Wednesday, September 17, 2008

No need for name calling

So some of you out there might be harboring ill feelings of judgment, thinking maybe I'm a joker, referring to myself as a Hipster. One might argue that one doesn't need to label himself, that he is who he is. One might argue that a King knows he's a King, but doesn't go around calling himself King. An Umpire knows he's an Umpire, but doesn't go around calling himself an Umpire. A Satirist knows he's a Satirist but doesn't go around calling himself a Satirist.... oh wait. Yes he DOES. I'm just beating you all to the punch. I'm using the irony of the entire situation to drive this, the very ridiculing only shows how deeply passionate and intense I am. It's all something I read years ago in a book you've never even heard of because you've been too busy reading the Twilight series or some old childhood favorite sci-fi novel like Ender's Game, which is totally overrated and not nearly as good as half the underground sci-fi there is if you just have the open mind to look for it.
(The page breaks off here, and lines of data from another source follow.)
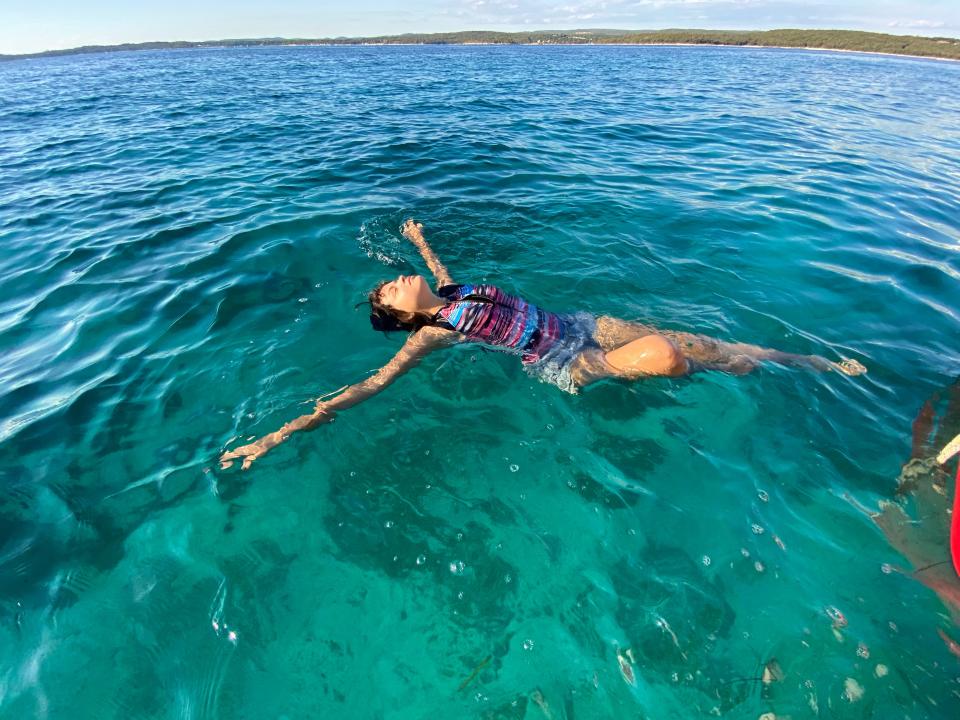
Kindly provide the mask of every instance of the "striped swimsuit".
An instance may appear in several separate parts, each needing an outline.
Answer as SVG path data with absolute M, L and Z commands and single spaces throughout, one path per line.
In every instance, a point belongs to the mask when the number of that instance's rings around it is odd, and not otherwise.
M 566 331 L 560 315 L 493 285 L 445 285 L 437 294 L 448 302 L 434 315 L 436 325 L 521 355 L 525 364 L 539 361 Z

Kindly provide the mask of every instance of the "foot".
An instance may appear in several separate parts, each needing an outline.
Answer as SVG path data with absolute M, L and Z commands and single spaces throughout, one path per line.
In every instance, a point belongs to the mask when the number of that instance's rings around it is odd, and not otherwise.
M 833 369 L 837 372 L 842 372 L 844 375 L 849 375 L 850 377 L 855 377 L 856 375 L 863 375 L 867 372 L 867 369 L 851 358 L 844 358 L 838 363 L 830 363 L 833 366 Z

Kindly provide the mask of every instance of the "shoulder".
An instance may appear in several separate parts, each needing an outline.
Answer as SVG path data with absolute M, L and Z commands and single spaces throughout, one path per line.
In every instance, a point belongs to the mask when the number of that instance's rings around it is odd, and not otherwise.
M 437 288 L 437 295 L 442 298 L 458 298 L 467 287 L 469 286 L 459 283 L 448 283 Z

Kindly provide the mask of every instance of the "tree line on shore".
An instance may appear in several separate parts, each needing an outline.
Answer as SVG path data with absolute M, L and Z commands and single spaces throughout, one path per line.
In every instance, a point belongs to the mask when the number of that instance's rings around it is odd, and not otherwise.
M 202 42 L 147 42 L 121 45 L 86 45 L 69 50 L 47 50 L 24 55 L 0 55 L 0 60 L 118 52 L 124 50 L 171 50 L 204 47 L 262 47 L 282 45 L 736 45 L 856 50 L 897 55 L 960 60 L 960 39 L 887 35 L 858 30 L 557 30 L 496 32 L 468 30 L 449 33 L 406 33 L 374 37 L 257 38 Z

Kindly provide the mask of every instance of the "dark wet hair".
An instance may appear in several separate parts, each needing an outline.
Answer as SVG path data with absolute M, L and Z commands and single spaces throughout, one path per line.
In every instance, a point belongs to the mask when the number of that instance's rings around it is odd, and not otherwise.
M 408 313 L 397 310 L 388 305 L 384 305 L 380 298 L 380 291 L 390 280 L 383 280 L 373 288 L 368 294 L 366 302 L 370 303 L 370 325 L 374 330 L 381 332 L 414 332 L 425 325 L 430 325 L 431 318 L 423 313 Z M 358 308 L 363 303 L 357 303 L 354 308 Z

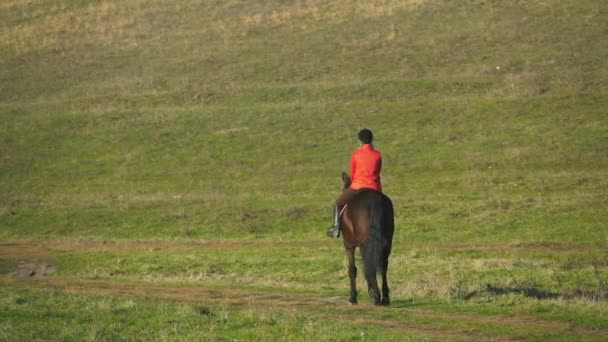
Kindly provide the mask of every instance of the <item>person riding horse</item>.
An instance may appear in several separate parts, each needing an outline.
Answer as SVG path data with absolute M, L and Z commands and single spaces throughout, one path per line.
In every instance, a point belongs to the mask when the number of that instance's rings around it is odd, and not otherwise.
M 361 146 L 352 153 L 350 159 L 350 179 L 352 182 L 336 200 L 333 226 L 327 231 L 329 237 L 337 238 L 340 236 L 340 212 L 359 190 L 367 188 L 382 192 L 380 181 L 382 155 L 372 145 L 374 135 L 371 130 L 364 128 L 359 131 L 358 138 Z

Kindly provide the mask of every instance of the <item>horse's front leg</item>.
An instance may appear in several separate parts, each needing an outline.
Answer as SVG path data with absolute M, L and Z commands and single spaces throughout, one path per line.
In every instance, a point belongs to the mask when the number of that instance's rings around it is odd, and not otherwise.
M 346 249 L 348 258 L 348 277 L 350 278 L 350 299 L 351 304 L 357 304 L 357 266 L 355 266 L 355 247 Z

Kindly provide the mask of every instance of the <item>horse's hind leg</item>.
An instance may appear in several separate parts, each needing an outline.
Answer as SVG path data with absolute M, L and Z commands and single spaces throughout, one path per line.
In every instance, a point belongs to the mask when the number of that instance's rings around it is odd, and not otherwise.
M 349 303 L 357 304 L 357 267 L 355 266 L 355 249 L 347 249 L 348 257 L 348 277 L 350 278 L 350 298 Z
M 374 305 L 380 305 L 380 290 L 378 289 L 378 280 L 376 280 L 376 270 L 365 270 L 365 278 L 367 279 L 367 292 L 374 300 Z
M 382 271 L 382 305 L 390 305 L 391 298 L 388 295 L 388 281 L 386 280 L 386 269 Z
M 388 280 L 386 274 L 388 272 L 388 255 L 382 260 L 382 305 L 389 305 L 391 298 L 389 297 Z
English lesson for the day: Satirist; from French, or from Latin satira, later form of satura 'poetic medley'. One who uses humor, irony, exaggeration, or ridicule to expose and criticize people's stupidity and vices, particularly in the context of contemporary politics and other topical issues. The fact that so many out there exist who try and become this undefinable "Hipster" is the catalyst behind my endeavors. And while many young, punk kids out there allow fashion (i.e. avoidance of fashion) and mainstream media (i.e. avoidance of mainstream media) to tax their brains with what and what not to do, I, on the other hand, am as real as the air we breath, and as in touch with what's truly existing as mother earth herself. Besides, I'm not a Hipster. F**k you.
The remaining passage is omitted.